What does all  that mumbo-jumbo mean? The 10-year Treasury yield is topping out now and over the coming days which will set up a multi-week down move in yield. Then, in October some time, maybe early November, the TNX weekly chart will set up with positive divergence to create a bottom and send yield higher again which will overtake the prior highs but a few months out, say as the year ends. At that time, it will be a long-term top in yields (for many months maybe a year or two) which will surprise Wall Street that expects higher yields from here forward.

The intense high inflation and hyperinflation, after we get through this year, will likely be on the back burner for a year or two after (2023, maybe 2024), and that is when the mess hits the fan with inflation and prices going through the roof. Americans will be praying they had the inflation now once they see the horror that is coming in 2024, 2025, 2026 with hyperinflation. Zimbabwe anyone?

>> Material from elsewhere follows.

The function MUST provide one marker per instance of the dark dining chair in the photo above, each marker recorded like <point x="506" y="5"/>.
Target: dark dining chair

Keystone is not playing with Treasuries right now but the ETF plays would be to sell TBT and go long TLT 'on the weekly basis' going forward. Remember, Chairman Powell will accelerate the move lower in yields, or, his remarks may provide yields some further life (buoyancy) that would also fade over a week or three of time with the weekly chart setting up with neggie d again. This information is for educational and entertainment purposes only. Do not invest based on anything you read or view here. Consult your financial advisor before making any investment decision.

Note Added 10:47 AM EST: The 10-year yield pops to 3.33% about an hour ago then falls on its sword to 3.25% now at 3.27%.

Note Added Monday Morning, 9/12/22, at 8:00 AM EST: USD 108.07. Euro 1.0154. US 10-year yield 3.27%.

Note Added Tuesday Morning, 9/13/22, at 6:50 AM EST: USD 107.80. Euro 1.0174. US 10-year yield 3.32%. Inflation data hits in 1-1/2  hours.

Note Added Tuesday Morning, 9/13/22, at 8:39 AM EST: USD jumps higher to 109.01. Euro 1.0054. US 10-year yield 3.42%. Inflation data is hotter than expected. S&P futures were positive but collapse on the data down -1.8%.